Cette phrase, prononcée par un gréviste en Dordogne et relayée par les syndicats, illustre le basculement d’un malaise discret vers une action collective. Des sapeurs‑pompiers professionnels en poste en Gironde confient que la gestion de l’événement de Saumos par les autorités a été perçue comme minimisant des dysfonctionnements ressentis sur le terrain.
Une colère ancienne, ravivée par l’été exceptionnel
Selon plusieurs représentants syndicaux, le mouvement n’est pas né avec les incendies de juillet mais trouve ses racines dans une décennie de tensions : contraintes budgétaires, diminution des effectifs dans certains secteurs, et conditions de travail dégradées lors d’opérations longues et éprouvantes. Pierre‑Yves Chauffourmier (CGT 33) souligne la nécessité d’un budget stable : « Notre financement dépend de plein de variables d’ajustement. Il faut qu’on ait un budget fixe. »
Mathieu Teyssier (Sud 33) abonde dans le même sens : « Nous avons besoin d’un financement beaucoup plus adapté. Il faut que l’État prenne sa part du problème et devienne un vrai… » (phrase laissée incomplète dans la dépêche originale).

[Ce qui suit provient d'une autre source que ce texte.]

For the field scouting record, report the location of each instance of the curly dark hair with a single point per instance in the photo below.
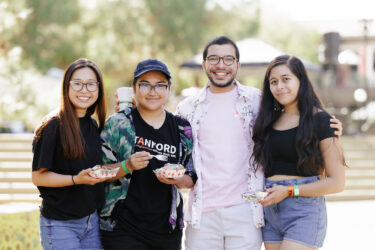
(310, 160)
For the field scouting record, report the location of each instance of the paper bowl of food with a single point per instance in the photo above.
(256, 196)
(103, 171)
(170, 170)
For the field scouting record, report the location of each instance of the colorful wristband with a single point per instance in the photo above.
(124, 167)
(296, 190)
(290, 191)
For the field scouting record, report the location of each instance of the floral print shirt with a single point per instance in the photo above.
(194, 109)
(118, 142)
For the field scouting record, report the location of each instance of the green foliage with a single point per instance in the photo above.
(291, 38)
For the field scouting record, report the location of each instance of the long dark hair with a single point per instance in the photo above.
(310, 160)
(70, 133)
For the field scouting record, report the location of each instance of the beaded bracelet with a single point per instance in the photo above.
(124, 167)
(296, 190)
(290, 191)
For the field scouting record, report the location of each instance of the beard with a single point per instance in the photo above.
(221, 85)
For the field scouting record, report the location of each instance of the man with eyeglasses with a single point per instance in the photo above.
(222, 115)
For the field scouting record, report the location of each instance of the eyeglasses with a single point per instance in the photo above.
(227, 60)
(78, 86)
(146, 88)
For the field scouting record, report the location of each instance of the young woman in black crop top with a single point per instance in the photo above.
(65, 147)
(296, 146)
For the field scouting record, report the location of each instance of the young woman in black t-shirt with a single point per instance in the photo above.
(296, 146)
(65, 147)
(144, 210)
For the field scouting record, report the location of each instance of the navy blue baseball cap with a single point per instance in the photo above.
(151, 65)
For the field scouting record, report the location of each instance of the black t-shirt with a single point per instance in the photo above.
(70, 202)
(283, 146)
(147, 206)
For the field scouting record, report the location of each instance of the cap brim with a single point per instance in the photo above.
(148, 70)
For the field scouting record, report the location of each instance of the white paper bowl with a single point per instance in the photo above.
(170, 171)
(100, 172)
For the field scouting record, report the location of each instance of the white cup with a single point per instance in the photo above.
(125, 95)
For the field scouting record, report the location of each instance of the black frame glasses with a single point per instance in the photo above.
(227, 60)
(146, 87)
(90, 86)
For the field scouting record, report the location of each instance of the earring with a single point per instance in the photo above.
(276, 106)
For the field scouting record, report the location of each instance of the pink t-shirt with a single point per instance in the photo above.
(224, 151)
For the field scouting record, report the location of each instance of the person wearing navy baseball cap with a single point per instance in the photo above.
(144, 209)
(151, 65)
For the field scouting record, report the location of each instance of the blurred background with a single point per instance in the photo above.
(40, 38)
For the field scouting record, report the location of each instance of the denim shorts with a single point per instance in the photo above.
(299, 219)
(70, 234)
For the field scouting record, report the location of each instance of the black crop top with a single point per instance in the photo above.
(284, 155)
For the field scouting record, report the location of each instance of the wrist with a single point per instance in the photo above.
(73, 180)
(125, 167)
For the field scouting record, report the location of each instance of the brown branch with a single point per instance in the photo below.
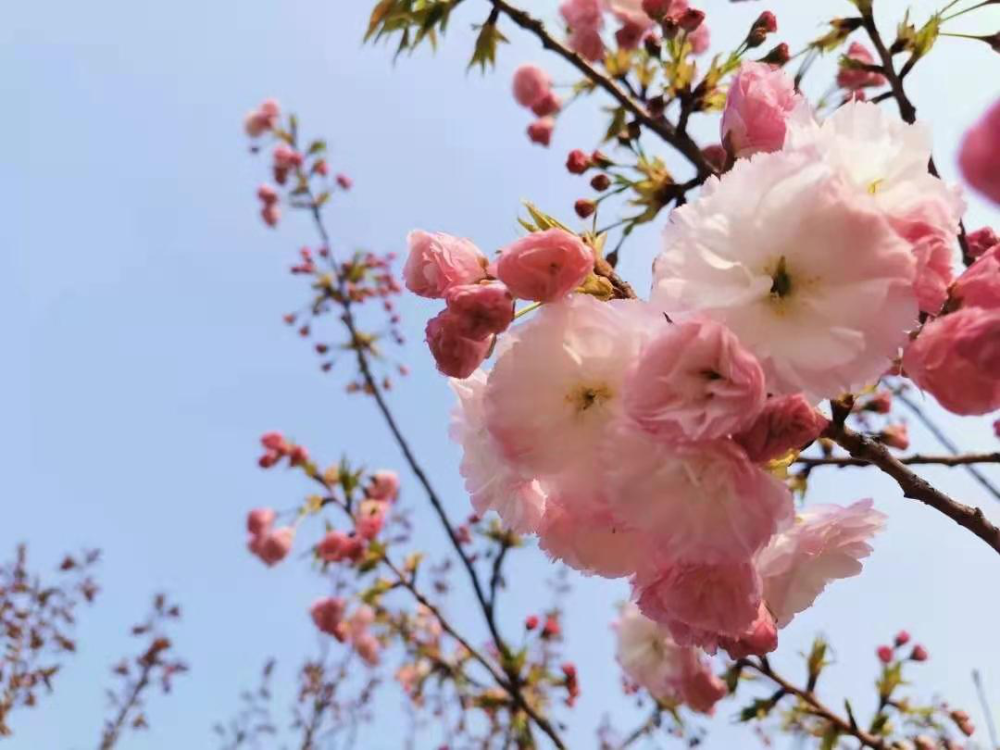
(872, 452)
(845, 726)
(914, 460)
(659, 125)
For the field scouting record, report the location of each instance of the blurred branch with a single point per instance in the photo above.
(659, 125)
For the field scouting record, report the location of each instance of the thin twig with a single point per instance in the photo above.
(659, 125)
(913, 486)
(845, 726)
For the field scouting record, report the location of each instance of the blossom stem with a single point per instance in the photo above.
(913, 486)
(659, 125)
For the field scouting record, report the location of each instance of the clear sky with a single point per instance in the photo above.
(141, 301)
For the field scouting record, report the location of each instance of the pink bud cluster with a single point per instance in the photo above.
(543, 266)
(328, 614)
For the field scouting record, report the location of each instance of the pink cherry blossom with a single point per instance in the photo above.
(337, 546)
(981, 240)
(979, 286)
(327, 614)
(585, 20)
(671, 673)
(273, 545)
(531, 85)
(701, 603)
(979, 157)
(481, 310)
(260, 520)
(454, 354)
(437, 262)
(956, 358)
(545, 266)
(772, 270)
(760, 639)
(581, 531)
(552, 391)
(826, 543)
(854, 78)
(540, 131)
(491, 482)
(785, 423)
(761, 99)
(370, 518)
(694, 382)
(383, 485)
(701, 503)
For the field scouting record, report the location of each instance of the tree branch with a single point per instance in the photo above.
(872, 452)
(659, 125)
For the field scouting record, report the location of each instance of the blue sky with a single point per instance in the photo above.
(142, 302)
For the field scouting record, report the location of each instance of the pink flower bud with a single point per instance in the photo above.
(540, 131)
(531, 85)
(259, 520)
(982, 240)
(383, 485)
(271, 214)
(956, 358)
(437, 262)
(481, 310)
(549, 104)
(979, 285)
(578, 161)
(851, 77)
(761, 99)
(454, 354)
(267, 194)
(786, 423)
(327, 614)
(337, 546)
(979, 157)
(273, 545)
(896, 436)
(545, 266)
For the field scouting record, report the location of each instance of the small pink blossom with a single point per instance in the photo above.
(784, 424)
(761, 638)
(826, 543)
(694, 382)
(761, 100)
(437, 262)
(701, 603)
(370, 518)
(981, 240)
(585, 19)
(328, 613)
(481, 310)
(956, 358)
(260, 520)
(979, 285)
(540, 131)
(337, 546)
(383, 485)
(455, 355)
(979, 157)
(545, 266)
(531, 85)
(854, 78)
(273, 545)
(896, 436)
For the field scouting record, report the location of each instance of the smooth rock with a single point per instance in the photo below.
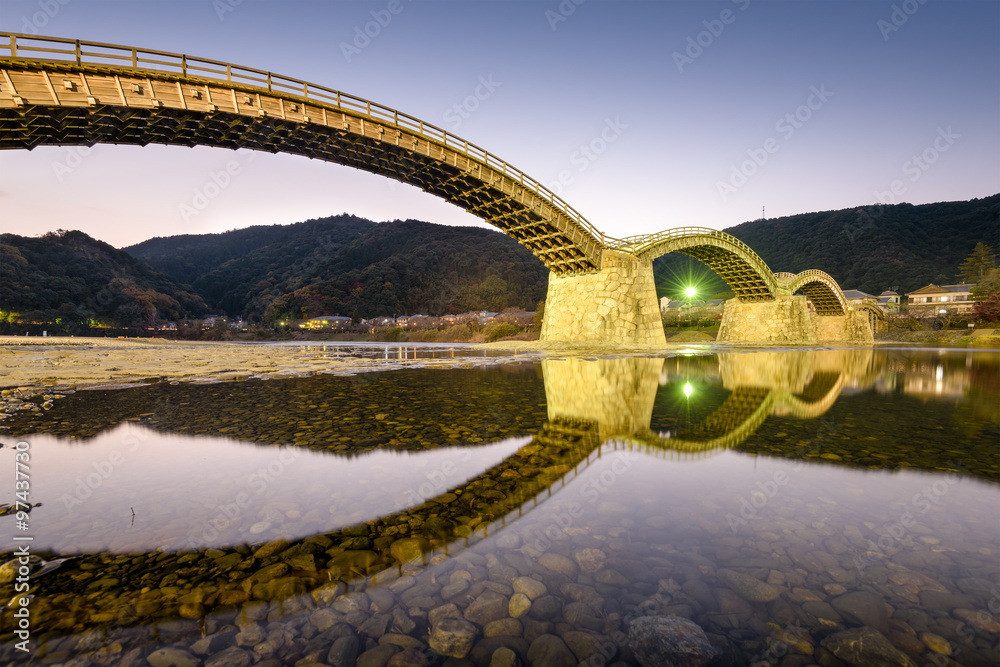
(865, 646)
(409, 548)
(551, 651)
(344, 651)
(378, 656)
(533, 588)
(452, 637)
(504, 657)
(505, 627)
(488, 607)
(863, 608)
(519, 605)
(558, 563)
(747, 587)
(172, 657)
(590, 560)
(411, 657)
(936, 643)
(231, 657)
(668, 641)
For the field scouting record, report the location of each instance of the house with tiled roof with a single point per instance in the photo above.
(933, 300)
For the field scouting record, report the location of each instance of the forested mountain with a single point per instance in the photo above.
(872, 248)
(70, 277)
(350, 266)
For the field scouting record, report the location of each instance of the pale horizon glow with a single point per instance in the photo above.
(642, 116)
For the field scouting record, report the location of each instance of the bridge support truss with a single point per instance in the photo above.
(614, 306)
(788, 321)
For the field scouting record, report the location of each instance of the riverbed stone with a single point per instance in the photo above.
(863, 608)
(559, 563)
(866, 646)
(533, 588)
(230, 657)
(409, 549)
(489, 606)
(519, 605)
(378, 656)
(504, 657)
(505, 627)
(172, 657)
(551, 651)
(747, 587)
(665, 641)
(452, 637)
(590, 560)
(344, 651)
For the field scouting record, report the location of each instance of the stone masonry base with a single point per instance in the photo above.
(614, 306)
(788, 321)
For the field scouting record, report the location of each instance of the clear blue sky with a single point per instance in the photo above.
(691, 113)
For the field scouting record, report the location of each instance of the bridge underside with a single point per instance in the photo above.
(64, 105)
(787, 320)
(746, 283)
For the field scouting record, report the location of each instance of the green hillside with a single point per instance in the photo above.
(873, 248)
(74, 279)
(349, 266)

Ce que cela change pour les Girondins
La grève annoncée est nationale mais prend racine localement : les habitants des zones exposées, notamment autour de Saumos et du littoral girondin, gardent la mémoire des nuits passées à évacuer et des infrastructures fragilisées. Au‑delà des questions opérationnelles, cette mobilisation pose la question du modèle de protection civile sur notre territoire et de la responsabilité partagée entre l’État et les collectivités.
Jeudi, les représentants syndicaux attendront des réponses précises du gouvernement, notamment sur des engagements budgétaires et des mesures pour améliorer les conditions de travail des personnels. Les Girondins, témoins directs des feux et de leurs conséquences, suivront de près l’issue de ces discussions.
Financièrement et humainement éprouvés, les sapeurs‑pompiers cherchent aujourd’hui à transformer l’émotion et la colère suscitées par l’été en avancées durables pour la sécurité civile.